Knowing that this will vary from state to state, or maybe even city to city, can you explain implied easements to me? Like, this path from this public street onto this public property has been open for 50 years and now there's a locked gate there, and "we never meant for that to be used as an entrance." Is there some degree to which 50 years of unfettered access sets a precedent - is that a common law entrance now?
Victor Laszlo, September 05, 2017, 07:52:01 pm
That depends on what people were doing on that path for fifty years. My state (Idaho) has a pretty common rule for prescriptive easements. (That’s what we call an easement that you get by open use of a property—an implied easement is one you get when you subdivide a single parcel and don’t leave a public right-of-way running onto one of the new parcels.) You get a prescriptive easement if your use of the pathway is:
• open and notorious (you’re crossing the path in a way that people can see you do it, not skulking furtively about)

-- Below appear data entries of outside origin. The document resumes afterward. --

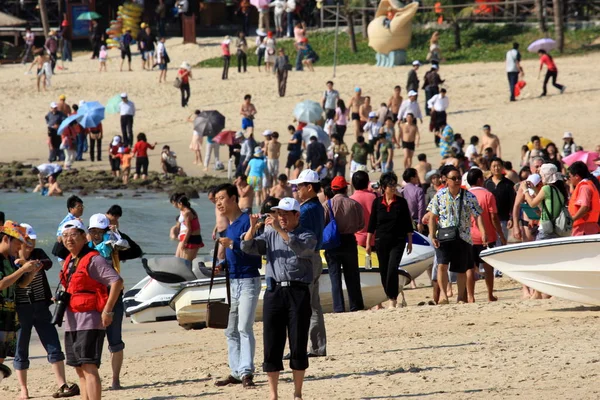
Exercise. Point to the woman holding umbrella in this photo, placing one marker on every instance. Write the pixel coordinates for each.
(551, 71)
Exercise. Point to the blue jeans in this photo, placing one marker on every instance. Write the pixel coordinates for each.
(240, 334)
(114, 332)
(36, 315)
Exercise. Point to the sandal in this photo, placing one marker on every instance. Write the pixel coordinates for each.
(66, 391)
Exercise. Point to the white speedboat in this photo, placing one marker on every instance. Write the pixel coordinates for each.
(568, 268)
(190, 301)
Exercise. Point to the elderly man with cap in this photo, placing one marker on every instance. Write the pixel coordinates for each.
(348, 215)
(312, 217)
(127, 112)
(53, 120)
(410, 106)
(85, 277)
(12, 237)
(289, 249)
(412, 84)
(32, 306)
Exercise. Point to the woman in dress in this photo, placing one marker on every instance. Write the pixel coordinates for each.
(196, 145)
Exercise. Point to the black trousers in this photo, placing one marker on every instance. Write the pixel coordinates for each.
(286, 308)
(390, 256)
(185, 94)
(345, 259)
(93, 143)
(242, 61)
(127, 129)
(281, 81)
(553, 75)
(226, 60)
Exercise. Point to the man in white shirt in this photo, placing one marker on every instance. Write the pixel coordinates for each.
(330, 98)
(438, 105)
(127, 111)
(513, 68)
(410, 106)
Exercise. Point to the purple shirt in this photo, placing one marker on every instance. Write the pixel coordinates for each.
(100, 271)
(415, 197)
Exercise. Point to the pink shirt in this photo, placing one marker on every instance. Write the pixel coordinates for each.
(487, 201)
(365, 199)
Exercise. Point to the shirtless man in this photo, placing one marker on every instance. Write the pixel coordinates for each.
(490, 140)
(282, 189)
(246, 193)
(355, 102)
(410, 139)
(248, 111)
(394, 103)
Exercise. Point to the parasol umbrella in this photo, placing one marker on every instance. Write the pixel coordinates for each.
(67, 121)
(88, 16)
(209, 123)
(225, 137)
(542, 44)
(308, 111)
(587, 157)
(112, 105)
(92, 113)
(315, 130)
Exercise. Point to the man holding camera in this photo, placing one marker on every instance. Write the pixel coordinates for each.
(87, 306)
(289, 249)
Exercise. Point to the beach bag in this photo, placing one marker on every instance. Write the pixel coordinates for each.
(562, 225)
(217, 311)
(451, 233)
(331, 235)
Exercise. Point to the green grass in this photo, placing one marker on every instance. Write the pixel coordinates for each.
(481, 43)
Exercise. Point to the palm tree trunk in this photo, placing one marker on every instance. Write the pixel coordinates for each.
(559, 24)
(539, 8)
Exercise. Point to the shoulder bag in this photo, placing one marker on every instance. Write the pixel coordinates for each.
(331, 235)
(217, 312)
(451, 233)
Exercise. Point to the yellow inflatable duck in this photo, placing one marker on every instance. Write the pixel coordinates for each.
(391, 31)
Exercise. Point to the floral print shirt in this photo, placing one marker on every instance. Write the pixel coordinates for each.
(446, 208)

• continuous and uninterrupted (there wasn’t another closed gate there)
• adverse and under a claim of right (you had reason to believe that you were allowed to cross the path, and the owner didn’t expressly permit you to use the path)
• with the actual or imputed knowledge of the owner of the servient tenement (the guy who owns the path knew, or had reason to know, you were using it)
• for the statutory period of five years (self-explanatory).
Note that third one: if I’m just putting up a sign that says anyone can use the path, it’s not a prescriptive easement. It’s only a prescriptive easement if you don’t have the right to use it, but I’m not stopping you. In this case, a guy loses his prescriptive easement, in part, because the other guys put a lock on the gate, but gave him a key to open the gate.
Because they’re hard to prove, prescriptive easements usually don’t actually happen except in cases where there’s an old surveyor’s error and a road spills onto somebody else’s property.